Son 1 yıl içinde, erken emeklilik şartlarının zorlaştırılması, teknolojik ürünlerde KDV istisnasının kaldırılması ve ÖTV istisnalı araç alımının kısıtlanması gibi; haklarda geriye gidişin, endişe verici olduğunu belirten Sarı, bu yasal düzenlemelerin Anayasa Mahkemesince iptal edilmesini ve engelli araçlarının, kimler tarafından kullanılacağına ilişkin Yönetmelik düzenlemesinin iptali için SAHİMSEN tarafından Danıştay’a açılan davanın da olumlu sonuçlanmasını beklediklerini ifade etti.

Kapanca'da söz sanatın, sahne sokakların! Kapanca'da söz sanatın, sahne sokakların!

FARKINDALIKTAN EYLEME GEÇMENİN ZAMANI

Engellilik konusunun bireysel bir yetersizlik değil, toplumsal bir mesele olduğunu hatırlatan Sarı, insan hakları temelli politika eksikliğinin yapısal sorunları derinleştirdiğine dikkat çekti. “Engellilik, toplumun sorumluluğudur. Bu mesele, toplumun gördüğü gibi vicdani değil, insan haklarına dayalı bir eşitlik meselesidir. Bizler, durduğu yerde çözüm bekleyen değil, artık çözüm dayatan bir mücadele içindeyiz. Engelli bireylerin eğitime, istihdama, sağlığa ve kamusal alanlara tam erişiminin sağlanması için; fiziki erişilebilirliğe ve bilgi ve iletişim teknolojilerine erişime dikkat çekiyoruz. Ve “erişilebilirlik seferberliği başlatılsın” diyoruz. Her bireyin kendi potansiyelini gerçekleştirebildiği kapsayıcı bir toplum, hepimiz için daha güçlü bir gelecek demektir.” açıklamasını yaptı.

“BİRLİKTE GELİŞEN, BİRLİKTE GÜÇLENEN BİR TOPLUM MÜMKÜN”

SAHİMSEN Engelliler Komisyonu olarak engellilik konusuna, insan hakları temelli bir yaklaşımla yaklaştıklarını dile getiren Ayşe Sarı, “Birleşmiş Milletler Engelli Kişilerin Hakları Sözleşmesi’ne tam uyum sağlanması, yalnızca yükümlülük değil, aynı zamanda daha eşit ve onurlu bir toplumun inşası için bir fırsattır. Her bir engelli bireyin ve aile üyelerinin, artık ayağa kalkması gerekir. Sorunların çözümü, birlikte yol yürüdüğümüzde mümkün olacaktır. Politikalar; masa başında, bizlerin olmadığı yerde değil, bizlerin dahiliyeti sağlanarak inşa edilmeli.” ifadelerini kullandı.

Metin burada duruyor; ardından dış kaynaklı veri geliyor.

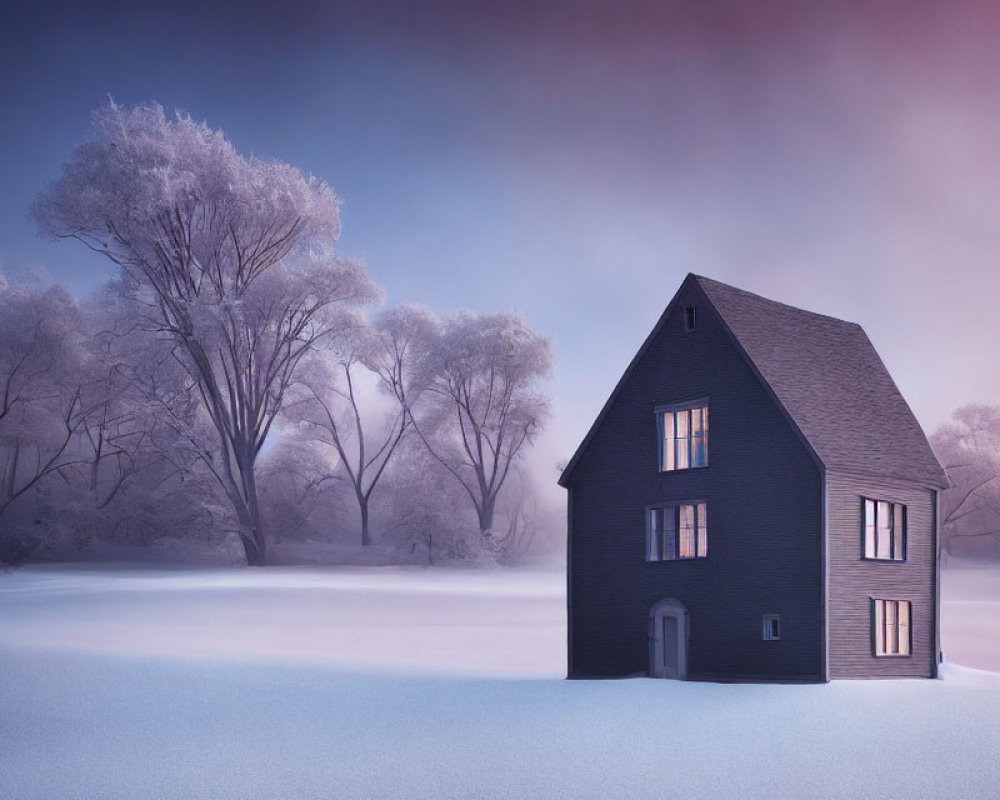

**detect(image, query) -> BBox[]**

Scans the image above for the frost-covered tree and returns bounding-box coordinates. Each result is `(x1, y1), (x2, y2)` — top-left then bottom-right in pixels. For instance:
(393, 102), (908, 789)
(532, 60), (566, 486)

(413, 314), (552, 548)
(34, 103), (378, 564)
(931, 405), (1000, 553)
(0, 275), (87, 563)
(290, 306), (434, 546)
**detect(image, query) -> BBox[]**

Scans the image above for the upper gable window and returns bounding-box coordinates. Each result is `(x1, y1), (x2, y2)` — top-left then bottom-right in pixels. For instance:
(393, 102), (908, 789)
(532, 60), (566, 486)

(646, 503), (708, 561)
(656, 403), (708, 472)
(862, 497), (906, 561)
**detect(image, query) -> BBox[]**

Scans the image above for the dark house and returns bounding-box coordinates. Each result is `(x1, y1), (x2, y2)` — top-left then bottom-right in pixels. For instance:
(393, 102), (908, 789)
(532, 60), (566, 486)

(559, 275), (947, 681)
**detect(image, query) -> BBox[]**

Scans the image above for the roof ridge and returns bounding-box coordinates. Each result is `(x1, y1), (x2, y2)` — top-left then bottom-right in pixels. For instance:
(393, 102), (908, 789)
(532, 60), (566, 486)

(690, 272), (864, 330)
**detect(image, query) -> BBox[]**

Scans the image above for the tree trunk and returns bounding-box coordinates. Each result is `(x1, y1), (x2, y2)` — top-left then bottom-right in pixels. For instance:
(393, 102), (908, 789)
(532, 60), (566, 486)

(228, 446), (267, 567)
(479, 495), (497, 542)
(358, 497), (372, 547)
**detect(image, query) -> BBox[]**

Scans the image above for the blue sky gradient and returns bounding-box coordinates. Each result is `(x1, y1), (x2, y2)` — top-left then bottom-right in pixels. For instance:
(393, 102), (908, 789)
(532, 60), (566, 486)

(0, 0), (1000, 478)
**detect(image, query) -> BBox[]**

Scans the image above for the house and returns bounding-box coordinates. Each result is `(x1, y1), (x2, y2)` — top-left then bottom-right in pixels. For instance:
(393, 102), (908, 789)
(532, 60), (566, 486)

(559, 275), (947, 681)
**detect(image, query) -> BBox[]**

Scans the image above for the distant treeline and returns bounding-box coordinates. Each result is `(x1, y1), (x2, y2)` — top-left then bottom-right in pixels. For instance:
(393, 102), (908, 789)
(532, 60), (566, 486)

(0, 103), (552, 565)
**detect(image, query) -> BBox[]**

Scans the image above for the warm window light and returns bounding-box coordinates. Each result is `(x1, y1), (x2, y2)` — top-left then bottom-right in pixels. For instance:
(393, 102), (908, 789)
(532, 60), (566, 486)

(658, 405), (708, 472)
(646, 503), (708, 561)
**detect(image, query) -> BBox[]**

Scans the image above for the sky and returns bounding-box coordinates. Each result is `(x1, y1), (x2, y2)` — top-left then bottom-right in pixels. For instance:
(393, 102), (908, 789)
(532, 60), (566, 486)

(0, 0), (1000, 479)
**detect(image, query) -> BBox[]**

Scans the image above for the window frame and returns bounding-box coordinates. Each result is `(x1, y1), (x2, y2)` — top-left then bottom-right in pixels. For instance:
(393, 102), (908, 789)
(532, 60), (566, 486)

(861, 495), (909, 564)
(869, 597), (913, 658)
(653, 397), (710, 474)
(646, 500), (709, 564)
(684, 303), (698, 333)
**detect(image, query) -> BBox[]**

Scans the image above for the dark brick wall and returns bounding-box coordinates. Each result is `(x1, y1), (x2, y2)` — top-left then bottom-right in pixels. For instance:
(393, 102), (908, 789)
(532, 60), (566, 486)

(568, 281), (823, 680)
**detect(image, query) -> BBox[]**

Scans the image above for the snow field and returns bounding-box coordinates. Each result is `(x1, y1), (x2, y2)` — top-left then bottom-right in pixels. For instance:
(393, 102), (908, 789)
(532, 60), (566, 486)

(0, 568), (1000, 800)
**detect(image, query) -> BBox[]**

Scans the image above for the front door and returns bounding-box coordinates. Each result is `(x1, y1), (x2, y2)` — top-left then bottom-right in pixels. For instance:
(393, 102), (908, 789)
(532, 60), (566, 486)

(649, 599), (687, 678)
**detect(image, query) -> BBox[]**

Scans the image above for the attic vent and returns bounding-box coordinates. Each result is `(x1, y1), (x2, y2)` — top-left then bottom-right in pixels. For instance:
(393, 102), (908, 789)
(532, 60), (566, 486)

(684, 306), (695, 333)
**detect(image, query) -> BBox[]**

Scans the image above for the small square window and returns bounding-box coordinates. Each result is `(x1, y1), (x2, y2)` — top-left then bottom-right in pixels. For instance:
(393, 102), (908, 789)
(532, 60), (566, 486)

(684, 306), (697, 333)
(656, 404), (708, 472)
(861, 497), (906, 561)
(646, 503), (708, 561)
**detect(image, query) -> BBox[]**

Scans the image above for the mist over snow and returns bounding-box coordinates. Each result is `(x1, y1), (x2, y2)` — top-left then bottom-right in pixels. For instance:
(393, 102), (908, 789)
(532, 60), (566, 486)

(0, 566), (1000, 800)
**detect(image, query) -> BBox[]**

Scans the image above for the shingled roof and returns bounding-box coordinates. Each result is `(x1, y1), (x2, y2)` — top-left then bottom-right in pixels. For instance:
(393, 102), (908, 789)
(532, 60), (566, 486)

(560, 275), (948, 488)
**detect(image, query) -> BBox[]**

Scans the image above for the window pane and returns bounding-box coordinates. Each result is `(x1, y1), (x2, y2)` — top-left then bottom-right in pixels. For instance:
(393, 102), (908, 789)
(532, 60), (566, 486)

(875, 500), (892, 558)
(885, 600), (899, 653)
(865, 500), (875, 558)
(661, 411), (677, 470)
(660, 508), (677, 559)
(678, 506), (695, 558)
(698, 503), (708, 558)
(872, 600), (885, 656)
(646, 508), (661, 561)
(892, 503), (906, 561)
(676, 411), (691, 469)
(898, 600), (910, 655)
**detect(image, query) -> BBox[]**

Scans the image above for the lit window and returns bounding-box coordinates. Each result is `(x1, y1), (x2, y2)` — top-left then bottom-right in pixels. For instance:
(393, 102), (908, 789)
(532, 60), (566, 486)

(646, 503), (708, 561)
(657, 405), (708, 472)
(872, 599), (910, 656)
(862, 497), (906, 561)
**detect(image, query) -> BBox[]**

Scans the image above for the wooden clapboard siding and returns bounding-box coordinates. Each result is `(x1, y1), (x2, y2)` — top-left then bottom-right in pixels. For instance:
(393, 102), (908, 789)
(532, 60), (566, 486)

(566, 281), (823, 680)
(826, 473), (937, 678)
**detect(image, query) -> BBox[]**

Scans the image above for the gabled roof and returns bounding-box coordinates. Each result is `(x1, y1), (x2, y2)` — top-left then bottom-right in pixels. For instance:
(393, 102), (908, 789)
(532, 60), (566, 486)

(559, 275), (948, 488)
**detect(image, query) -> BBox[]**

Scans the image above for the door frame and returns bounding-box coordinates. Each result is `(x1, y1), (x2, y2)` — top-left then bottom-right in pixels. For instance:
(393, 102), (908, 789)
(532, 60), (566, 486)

(649, 597), (690, 680)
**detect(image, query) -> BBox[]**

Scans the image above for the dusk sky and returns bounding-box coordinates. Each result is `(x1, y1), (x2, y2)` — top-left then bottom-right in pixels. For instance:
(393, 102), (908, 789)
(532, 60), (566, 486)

(0, 1), (1000, 480)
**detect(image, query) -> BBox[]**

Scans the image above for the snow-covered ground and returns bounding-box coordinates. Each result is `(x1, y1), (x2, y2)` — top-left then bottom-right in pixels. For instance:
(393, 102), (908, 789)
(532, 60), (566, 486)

AİLE YILI POLİTİKALARI, ENGELLİLİĞİ KAPSAMIYOR

Komisyon Başkanı Sarı, Aile Yılı Politikalarını da değerlendirerek politikaların engelliliği kapsamadığını ifade etti.

Engellilerin ve ailelerinin, derin yoksulluk içinde yaşadıklarını vurgulayan Sarı, “Engelli bireylerin, aile olmalarını destekleyecek ve engelli ailelerini güçlendirecek önlemlerin, Aile Yılı politikalarında yer alması, evde bakım aylığı alan annelere, 2012 yılında verilen; “sigortalanma ve emeklilik hakkı müjdesinin” hayata geçirilmesi ve engelli çocuğuna bakmak için istihdamdan uzaklaşan annelere, istihdam şansı verilmesi gerekiyor” dedi. İşsiz kalan ve yoksullukla yaşayan engelli gençlerin, aile kurma şanslarının da olmadığını ve geleceğe dair umutlarının tükendiğini de belirten SARI, Aile Yılı politikalarının, engelliliği kapsamamasının; riskli bir durum olduğunu ve bu yönüyle Aile Yılının, sadece engeli olmayanları dikkate alan; “sağlamcı” bir anlayışın ürünü olmaktan öteye gidemeyeceğini vurguladı.